A new survey from the Pew Global Attitudes Project shows that the kind of personalized fear that drove so much of our politics and policy on foreign affairs through the Bush years is almost completely gone. While there are lots of interesting results in the survey, which was conducted in 20 countries, I want to focus on the answers Americans gave to this question: “What countries or groups pose the greatest threat to the United States in the future?”
The answers suggest a powerful shift in the way Americans are thinking about the world — and show why some Republicans are so unsettled by Rand Paul’s arguments against interventionism abroad. As though the GOP didn’t have enough internal disputes to worry about already, this is one more serious divide within the party, and it shows why Dick Cheney’s reemergence hasn’t exactly been greeted with open arms.
Here are the top eight responses people gave when asked what was the greatest threat to the United States:
North Korea: 7%
United States: 2%
Al Qaeda: 2%
Answers to a question like this one are going to be affected by what’s been in the news lately. But the most extraordinary number there is undoubtedly Al Qaeda coming in at 2 percent. Only one in 50 Americans considers it the top threat to the country.
One of the defining features of Bush-era rhetoric around terrorism was that it was very personal. Al Qaeda didn’t just pose a threat to the country, it posed a threat to you and your family. You had to take off your shoes at the airport. You were enlisted to be on the lookout for bombs (“If you see something, say something”). You were told by the government to go out and buy plastic sheeting and duct tape so you’d be able to protect your home against a chemical weapon attack.
But the threats people are seeing now are broader and more long term. They’re concerned about what Russia will do to its neighbors, but I doubt too Americans many think Vladimir Putin is going to launch a nuclear missile at their home town. The threat from China is primarily economic. Even the idea of Iran acquiring a nuclear weapon is a threat mostly to Middle East stability and Israel — but not to us here. Which may explain why there’s sufficient political space for the Obama administration to seek a deal to restrain Iran’s nuclear program.
If this is the world Americans see — one of complexity, with threats of various kinds and some problems that are serious but affect us only indirectly — then the argument Republicans have been making about foreign policy for the last twelve years doesn’t sound quite as persuasive. That argument is, essentially, that the world is still a terrifying place and the only way to handle it is with an unfailingly aggressive posture. In this view there’s barely any such thing as an international conflict that can’t be resolved with the application of American military force in some form (even if it’s not an outright invasion); unintended consequences are never anything to worry about; and the only real danger comes from inaction. This is the Bush-Cheney foreign policy perspective, and it still rules the GOP.
The problem is that the more bellicose faces of that foreign policy, like Dick Cheney himself, make much of the country recoil. Which is why Cheney’s reemergence as a pundit hasn’t exactly had Republicans jumping for joy.
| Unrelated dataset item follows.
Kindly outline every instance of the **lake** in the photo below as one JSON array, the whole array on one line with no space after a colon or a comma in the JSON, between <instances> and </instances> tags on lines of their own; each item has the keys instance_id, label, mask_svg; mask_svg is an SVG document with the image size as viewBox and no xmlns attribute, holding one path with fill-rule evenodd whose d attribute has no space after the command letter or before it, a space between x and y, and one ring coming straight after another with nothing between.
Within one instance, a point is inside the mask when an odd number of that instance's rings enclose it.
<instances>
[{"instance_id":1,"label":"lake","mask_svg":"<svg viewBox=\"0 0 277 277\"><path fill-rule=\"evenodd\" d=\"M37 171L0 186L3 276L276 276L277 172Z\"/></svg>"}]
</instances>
It isn’t that too many of them disagree with him on substance, but given his role in the spectacularly deceptive propaganda campaign to sell the public on the Iraq War and the spectacularly destructive war itself, he’s not exactly the messenger they were waiting for.
Meanwhile, the one prominent Republican who questions the party’s foreign policy bellicosity — Rand Paul — is finding himself the target of an awful lot of fire from within his party. Here’s Dick and Liz Cheney going after Paul (“I think isolationism is crazy,” says Dick). Here’s Rick Perry writing an op-ed going after Paul. Here’s John McCain criticizing Paul for wanting “a withdrawal to fortress America.” For his part, Paul says that he isn’t an isolationist, he just wants to set a higher bar for US involvement in foreign conflicts.
Jennifer Rubin argues that Paul is alone in the GOP and the party is actually unified on foreign policy, which might be accurate if you’re talking about prominent elected officials. But the electorate is another story. Assuming Paul runs for president in 2016, this debate is likely to feature prominently in the primaries. And we could discover that there are quite a few Republican voters whose views on foreign affairs go beyond the Bush-era perspective centered around the threat of terrorism and the terror we’re all supposed to feel.